Phusion also agreed to pay $400,000 to the regulators as part of the settlement.

"We consider this agreement a practical way to move forward and an opportunity to highlight our continued commitment to ensuring that our products are consumed safely and responsibly only by adults 21 and over," said President Jim Sloan in a statement. "Phusion continues to believe, however, as do many people throughout the world, that the combination of alcohol and caffeine can be consumed safely and responsibly."

The company was in the hot seat in 2010 when the U.S. Food and Drug Administration warned the company and rivals that "blackout in a can" drinks combining alcohol and caffeine were unsafe, according to Reuters. Phusion removed the caffeine and the stimulants guarana and taurine from beverages, including Four Loko, that year.

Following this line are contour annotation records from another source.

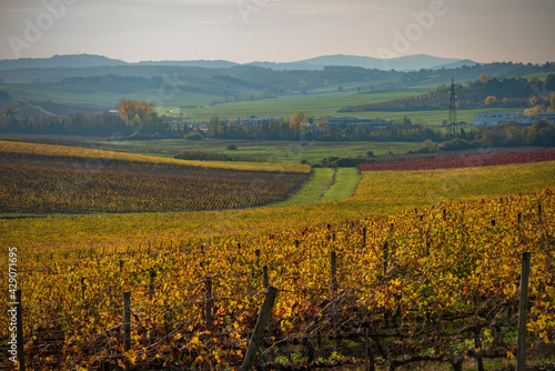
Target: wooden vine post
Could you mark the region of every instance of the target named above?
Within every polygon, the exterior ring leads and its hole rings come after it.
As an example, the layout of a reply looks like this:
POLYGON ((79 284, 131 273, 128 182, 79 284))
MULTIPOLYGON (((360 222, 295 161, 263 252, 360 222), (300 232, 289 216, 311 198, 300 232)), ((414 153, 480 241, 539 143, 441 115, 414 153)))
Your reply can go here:
POLYGON ((528 311, 528 275, 531 253, 522 254, 521 301, 518 304, 518 339, 516 348, 516 371, 524 371, 526 360, 526 319, 528 311))
POLYGON ((266 297, 264 298, 264 303, 260 310, 259 320, 256 321, 256 327, 254 328, 254 333, 251 338, 251 343, 246 350, 246 354, 243 359, 243 364, 241 365, 241 371, 252 370, 254 364, 254 359, 259 349, 263 345, 264 330, 266 329, 268 322, 272 314, 272 307, 278 295, 278 289, 274 287, 269 287, 266 291, 266 297))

"Alcoholic energy drinks are dangerous - especially for the teenagers and young adults they target," New York Attorney General Eric Schneiderman said. "Today's agreement ensures that one company will no longer market a dangerous product to youth."

Massachusetts banned Four Loko in 2010, and was the fourth state to do so, though the drink is now back on the market with a non-caffeinated formula.